Lukas Birk
TRAVELOGUE SAMMLUNG 1973-2017
Exhibition curated by Natasha Christia
4. april – 18. april 2018.
transformArt gallery
Svetog Save 8, 11000 Belgrade
In TRAVELOGUE SAMMLUNG 1973-2017, artist, storyteller, collector and conservator Lukas Birk draws photographic material out of his family albums and the extensive personal archive of the regions he investigates to repurpose and reversion old books of his collection. On the pages of these out-dated/vintage publications, Birk inserts images of his family history and trajectory as an artist. The displaced photographs generate displaced contents and readings within and out of the book pages. They confer the old family publications with new significations and contexts, while reinventing and enriching their content and the nature of pre-existent photographic collections.

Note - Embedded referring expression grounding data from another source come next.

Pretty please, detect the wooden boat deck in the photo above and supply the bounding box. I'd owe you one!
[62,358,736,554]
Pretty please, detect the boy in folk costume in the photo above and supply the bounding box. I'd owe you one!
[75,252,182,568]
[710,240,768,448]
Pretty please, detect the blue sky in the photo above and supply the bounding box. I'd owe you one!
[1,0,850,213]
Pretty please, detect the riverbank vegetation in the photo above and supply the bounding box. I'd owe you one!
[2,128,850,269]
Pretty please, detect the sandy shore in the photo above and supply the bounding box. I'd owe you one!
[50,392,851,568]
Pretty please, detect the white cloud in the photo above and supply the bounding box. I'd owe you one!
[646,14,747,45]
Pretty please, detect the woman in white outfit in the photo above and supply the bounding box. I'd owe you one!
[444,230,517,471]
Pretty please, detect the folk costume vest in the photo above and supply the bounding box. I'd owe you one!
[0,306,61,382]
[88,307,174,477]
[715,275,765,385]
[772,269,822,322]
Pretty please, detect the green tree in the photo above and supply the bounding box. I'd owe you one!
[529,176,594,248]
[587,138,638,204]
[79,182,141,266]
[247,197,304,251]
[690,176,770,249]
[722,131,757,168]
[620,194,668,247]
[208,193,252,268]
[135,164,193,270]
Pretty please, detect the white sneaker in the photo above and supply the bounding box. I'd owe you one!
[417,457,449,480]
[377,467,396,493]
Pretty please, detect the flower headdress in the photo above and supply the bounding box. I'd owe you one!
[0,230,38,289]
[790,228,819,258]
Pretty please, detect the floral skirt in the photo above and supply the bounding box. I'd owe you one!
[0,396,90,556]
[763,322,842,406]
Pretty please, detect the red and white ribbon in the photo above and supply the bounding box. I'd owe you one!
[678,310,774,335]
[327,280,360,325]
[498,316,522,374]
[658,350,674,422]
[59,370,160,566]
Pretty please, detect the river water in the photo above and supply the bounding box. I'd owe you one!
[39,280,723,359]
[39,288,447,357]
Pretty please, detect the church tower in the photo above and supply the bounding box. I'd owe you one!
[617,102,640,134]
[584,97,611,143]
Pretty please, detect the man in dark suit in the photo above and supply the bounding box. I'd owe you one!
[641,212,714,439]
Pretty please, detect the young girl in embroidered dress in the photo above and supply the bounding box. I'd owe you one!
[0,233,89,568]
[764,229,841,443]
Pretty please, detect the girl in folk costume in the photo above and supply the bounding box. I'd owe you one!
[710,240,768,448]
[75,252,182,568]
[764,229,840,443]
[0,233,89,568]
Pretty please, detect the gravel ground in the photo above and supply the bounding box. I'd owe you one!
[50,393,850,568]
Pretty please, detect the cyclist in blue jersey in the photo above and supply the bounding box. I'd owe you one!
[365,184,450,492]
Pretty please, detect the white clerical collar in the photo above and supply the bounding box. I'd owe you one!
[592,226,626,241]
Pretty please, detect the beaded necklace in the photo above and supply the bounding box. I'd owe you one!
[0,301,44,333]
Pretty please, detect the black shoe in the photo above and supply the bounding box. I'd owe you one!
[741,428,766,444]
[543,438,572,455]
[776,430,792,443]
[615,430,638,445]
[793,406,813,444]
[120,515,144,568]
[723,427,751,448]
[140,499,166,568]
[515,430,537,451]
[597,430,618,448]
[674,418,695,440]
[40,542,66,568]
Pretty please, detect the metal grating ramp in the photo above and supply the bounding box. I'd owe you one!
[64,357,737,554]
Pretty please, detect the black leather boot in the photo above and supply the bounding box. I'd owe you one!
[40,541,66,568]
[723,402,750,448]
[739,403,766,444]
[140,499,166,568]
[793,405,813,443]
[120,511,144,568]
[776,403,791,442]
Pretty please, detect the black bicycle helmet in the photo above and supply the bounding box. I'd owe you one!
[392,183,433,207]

Based on visual recollections of journeys that took place from Austria to the Middle East via the Balkans and back to Europe, Birk’s storyline examines and revisits notions and clichés such as the trappings of exoticism, the “Other” as a Western construct, folklore and the status of the artist. By throwing pictures back to the arena of history and by mixing heterogeneous materials –personal work, appropriated images, and archival resources of all kinds- it reinforces novel associations in the personal and collective memory. Stepping back and forth in time, it challenges the visitors to engage with content according to their own personal visual and emotional connections.

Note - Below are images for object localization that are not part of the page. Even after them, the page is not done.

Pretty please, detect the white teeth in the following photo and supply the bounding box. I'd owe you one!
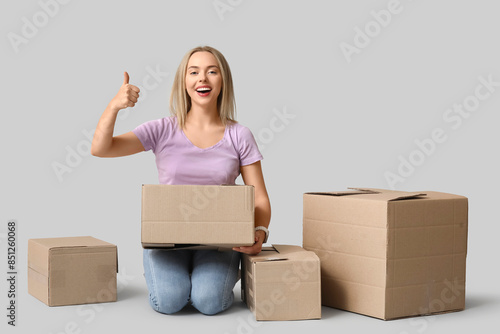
[196,87,211,92]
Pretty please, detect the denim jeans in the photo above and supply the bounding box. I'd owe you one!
[143,248,241,315]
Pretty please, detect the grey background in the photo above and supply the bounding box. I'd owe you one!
[2,0,499,333]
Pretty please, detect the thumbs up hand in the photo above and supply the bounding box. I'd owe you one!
[109,72,141,111]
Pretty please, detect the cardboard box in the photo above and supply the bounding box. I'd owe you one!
[303,187,468,320]
[241,244,321,321]
[28,236,118,306]
[141,184,255,249]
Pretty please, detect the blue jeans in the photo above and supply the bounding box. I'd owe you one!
[143,248,241,315]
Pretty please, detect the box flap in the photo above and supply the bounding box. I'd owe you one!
[248,245,288,262]
[141,243,235,252]
[349,188,427,201]
[305,188,426,202]
[304,189,376,196]
[30,236,115,250]
[29,237,118,274]
[247,244,318,263]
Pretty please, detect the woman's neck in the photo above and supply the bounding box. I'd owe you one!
[186,104,222,128]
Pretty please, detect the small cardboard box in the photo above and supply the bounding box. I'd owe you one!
[303,187,468,320]
[28,236,118,307]
[141,184,255,249]
[241,244,321,321]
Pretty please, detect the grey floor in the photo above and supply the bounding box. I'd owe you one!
[16,272,500,334]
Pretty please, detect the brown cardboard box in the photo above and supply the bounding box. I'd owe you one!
[303,187,468,320]
[28,236,118,307]
[241,244,321,321]
[141,184,255,249]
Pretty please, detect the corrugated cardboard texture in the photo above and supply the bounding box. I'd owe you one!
[241,245,321,321]
[303,188,468,320]
[141,184,255,248]
[28,236,118,307]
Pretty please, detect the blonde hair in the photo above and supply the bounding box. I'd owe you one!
[170,46,237,130]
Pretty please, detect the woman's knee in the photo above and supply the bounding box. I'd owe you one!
[149,286,190,314]
[190,286,235,315]
[190,250,240,315]
[143,249,192,314]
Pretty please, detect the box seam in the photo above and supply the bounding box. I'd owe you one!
[305,246,466,261]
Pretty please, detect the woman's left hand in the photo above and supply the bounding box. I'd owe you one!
[233,230,266,255]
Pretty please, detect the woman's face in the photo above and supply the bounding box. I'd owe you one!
[185,51,222,110]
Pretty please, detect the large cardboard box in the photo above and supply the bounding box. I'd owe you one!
[141,184,255,249]
[303,187,468,320]
[28,236,118,306]
[241,244,321,321]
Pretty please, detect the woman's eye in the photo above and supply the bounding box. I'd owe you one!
[188,70,216,75]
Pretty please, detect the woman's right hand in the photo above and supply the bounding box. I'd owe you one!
[91,71,144,157]
[109,72,141,111]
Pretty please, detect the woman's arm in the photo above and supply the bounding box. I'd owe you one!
[233,160,271,255]
[91,72,145,158]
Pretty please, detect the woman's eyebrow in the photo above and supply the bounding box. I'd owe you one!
[187,65,220,69]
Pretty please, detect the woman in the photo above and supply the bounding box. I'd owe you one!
[91,46,271,315]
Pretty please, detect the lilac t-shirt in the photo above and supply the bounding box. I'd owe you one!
[132,116,263,185]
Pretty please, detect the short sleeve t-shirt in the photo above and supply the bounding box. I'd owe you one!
[132,116,263,185]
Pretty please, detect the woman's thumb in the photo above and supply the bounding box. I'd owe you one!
[123,71,130,85]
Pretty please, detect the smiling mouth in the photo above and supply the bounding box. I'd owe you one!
[196,88,212,96]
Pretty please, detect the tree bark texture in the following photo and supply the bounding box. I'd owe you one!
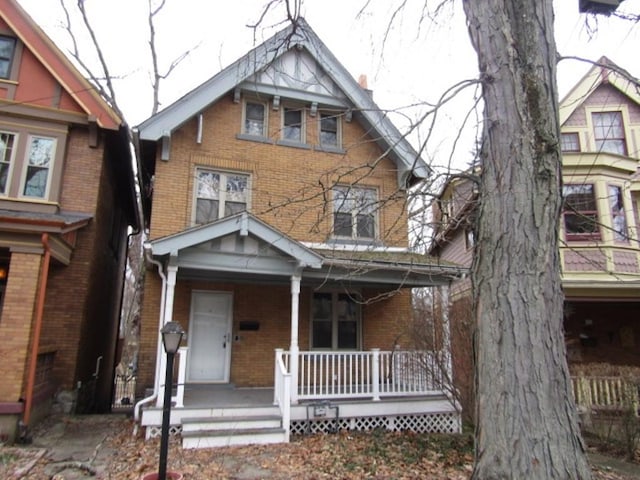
[462,1,592,479]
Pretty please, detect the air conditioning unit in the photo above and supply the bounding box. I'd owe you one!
[579,0,625,14]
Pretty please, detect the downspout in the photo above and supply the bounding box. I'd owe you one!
[133,246,167,428]
[21,233,51,438]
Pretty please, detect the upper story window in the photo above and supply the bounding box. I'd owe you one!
[333,186,377,240]
[243,101,267,137]
[311,292,360,350]
[22,136,56,199]
[560,132,580,153]
[562,184,600,241]
[195,168,249,224]
[592,111,627,155]
[0,36,16,79]
[607,185,628,242]
[0,132,16,194]
[319,112,339,147]
[282,107,304,142]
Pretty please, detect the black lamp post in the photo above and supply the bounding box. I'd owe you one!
[158,321,185,480]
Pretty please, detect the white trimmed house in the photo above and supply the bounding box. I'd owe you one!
[133,18,464,448]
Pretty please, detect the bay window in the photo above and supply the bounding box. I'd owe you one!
[562,184,600,240]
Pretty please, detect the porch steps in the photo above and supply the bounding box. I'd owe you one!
[181,411,286,449]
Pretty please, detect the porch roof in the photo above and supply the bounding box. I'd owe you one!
[306,248,466,288]
[148,212,466,287]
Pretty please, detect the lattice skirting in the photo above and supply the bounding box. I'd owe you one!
[145,412,460,439]
[290,412,461,435]
[146,424,183,439]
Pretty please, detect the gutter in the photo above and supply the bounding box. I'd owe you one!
[133,245,166,430]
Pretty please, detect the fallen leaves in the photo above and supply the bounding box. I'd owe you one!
[1,416,639,479]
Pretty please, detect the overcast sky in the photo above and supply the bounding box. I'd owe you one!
[15,0,640,171]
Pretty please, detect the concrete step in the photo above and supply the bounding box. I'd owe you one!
[181,414,282,432]
[182,426,287,449]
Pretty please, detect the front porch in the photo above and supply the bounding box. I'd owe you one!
[139,348,461,448]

From the archive and the family album to vernacular and fine art photography, from the intimacy of the family realm to ruthless public exposure, from the personal to the universal, the product of this operation is a novel archival assemblage and palimpsest of prints, books and objects, both real and imaginary in private and historical terms.
This remix is displayed on the wall as a fascinating hybrid narrative of all sorts that unwraps: the lifetime of three generations of men; the birth of an artist; the trappings of global masculine identity, and last but least, the ultimate destiny of a collection.